Kruit merkt dat kunstmusea wat behoudender zijn, maar noemt dat onterecht. „Zij zien de problematiek rondom auteursrechten van nog levende kunstenaars op zich af komen. Maar daar zijn op internationale schaal al internetoplossingen voor bedacht.”
Niet alleen voor musea kan de toepassing interessant zijn, denkt Kruit. „Denk ook eens aan gemeenten. Zij kunnen openbare kunstwerken in de spotlights zetten, met alle denkbare informatie erbij.”

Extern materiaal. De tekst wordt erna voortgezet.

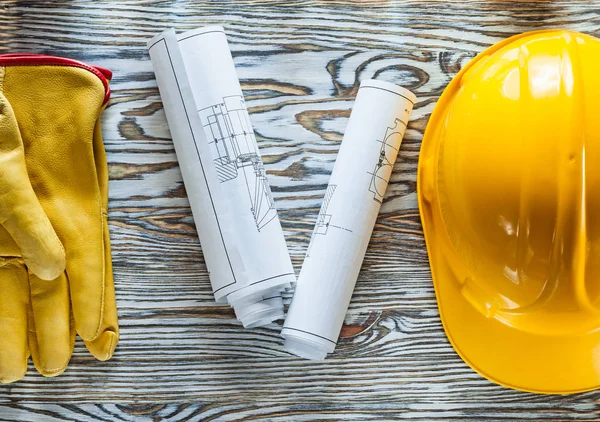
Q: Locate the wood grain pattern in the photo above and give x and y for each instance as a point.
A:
(300, 64)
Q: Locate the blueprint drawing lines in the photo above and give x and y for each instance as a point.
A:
(235, 154)
(380, 176)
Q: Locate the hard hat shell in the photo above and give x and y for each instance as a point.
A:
(509, 196)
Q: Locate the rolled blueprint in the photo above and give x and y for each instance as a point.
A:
(347, 217)
(235, 215)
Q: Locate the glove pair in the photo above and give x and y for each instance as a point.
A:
(55, 261)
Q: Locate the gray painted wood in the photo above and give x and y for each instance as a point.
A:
(300, 63)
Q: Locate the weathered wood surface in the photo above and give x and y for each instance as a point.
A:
(300, 63)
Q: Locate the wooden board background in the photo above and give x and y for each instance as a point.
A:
(300, 63)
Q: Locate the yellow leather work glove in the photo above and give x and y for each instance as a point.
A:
(55, 261)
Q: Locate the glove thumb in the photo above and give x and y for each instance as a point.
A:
(21, 213)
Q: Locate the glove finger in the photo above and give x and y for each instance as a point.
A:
(51, 332)
(13, 321)
(20, 211)
(104, 345)
(90, 272)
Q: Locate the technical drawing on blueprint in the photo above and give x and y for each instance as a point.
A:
(380, 176)
(324, 219)
(235, 153)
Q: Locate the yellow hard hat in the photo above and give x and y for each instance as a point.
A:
(509, 195)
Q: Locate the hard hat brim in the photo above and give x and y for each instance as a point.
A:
(504, 354)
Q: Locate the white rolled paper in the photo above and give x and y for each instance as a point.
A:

Maar zo’n toepassing valt of staat toch met het aantal musea dat meedoet? Kruit is optimistisch. „Het hoeft niet heel groot of veelomvattend te zijn om al iets te kunnen doen voor musea. Als je een link hebt naar je eigen website kun je al online je eigen archief aanleggen. Juist voor kleine musea, die vaak geen catalogus maken bij hun tentoonstellingen, werkt dat prachtig. Bovendien kun je het zo bewerkelijk maken als je zelf wilt. In de basis is het programma heel simpel. Je betaalt een klein bedrag voor het gebruik ervan en met wat fotootjes en tekst kun je een collectie al voor de eeuwigheid bewaren.”
Dan, vol vuur: „Dat simpele, dat hield mij in het begin wel bezig. Waarom bestaat dit nog niet? Maak ik nu een gedachtefout? Dit is toch een heel eenvoudig idee? En daar blijf ik bij. Het is alleen een heel nieuwe benadering.”
Kruit pakt zijn iPhone, drukt op wat toetsen en er verschijnt een verhandeling in beeld en geluid over Van Gogh. „Kijk, dit is een gratis applicatie van de National Gallery in Londen. Een geweldige presentatie, zomaar op je telefoon! Je ziet dus dat musea wel degelijk bezig zijn met zichzelf profileren via de nieuwe media. Maar dit is vooral een mooi speeltje. CollectShow is veel kleinschaliger én nuttig voor het trekken van bezoekers. Een uitkomst voor musea die het vaak moeten hebben van vrijwilligers. Steeds meer mensen plannen hun uitjes via internet. Dan moet je dus gevonden worden. Dat is eigenlijk de hele clou.”